The original proposal featured a circular building on the former Greater London Council island block site opposite Westminster Bridge; a 14-storey annex building on Addington Street; and a link bridge connecting the two.

CABE expressed grave reservations about the link building, while English Heritage was concerned about the height of the annex and its impact on nearby County Hall. But, after an unsuccessful appeal, Gensler has rethought the scheme and won planning approval from Lambeth as well as the support of CABE, EH and the GLA.

The new £100 million-plus plans remove the bridge between the island block site and the annex, to produce two distinct buildings, and lower the height of the annex.

They also anticipate future changes to road layout.

The 25,800m 2, eight-storey Peninsula building on the derelict island block site is tri-axial in form and includes an atrium facing Westminster Bridge and the River Thames.
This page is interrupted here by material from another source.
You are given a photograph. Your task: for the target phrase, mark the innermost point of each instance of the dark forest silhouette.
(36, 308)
It is clad on the ground and first floors with bands of stone and glass, and on the upper levels with metal and glass, incorporating external sun shading.

The 13,5000m 2,11-storey annex building is situated on Addington Street, between the General Lying-in Hospital and the Waterloo International Station viaduct, on a site currently used as a car park. The 50m-high building is clad with stone, incorporating metal sunshades on the south and west facades, and metal and glass with external sunshades on the north and east elevations.

Lambeth planning officer Richard Saunders said the council was now fully satisfied that the new island building was a 'world class piece of architecture'.

'They have managed to come up with something that satisfies everyone, 'he said.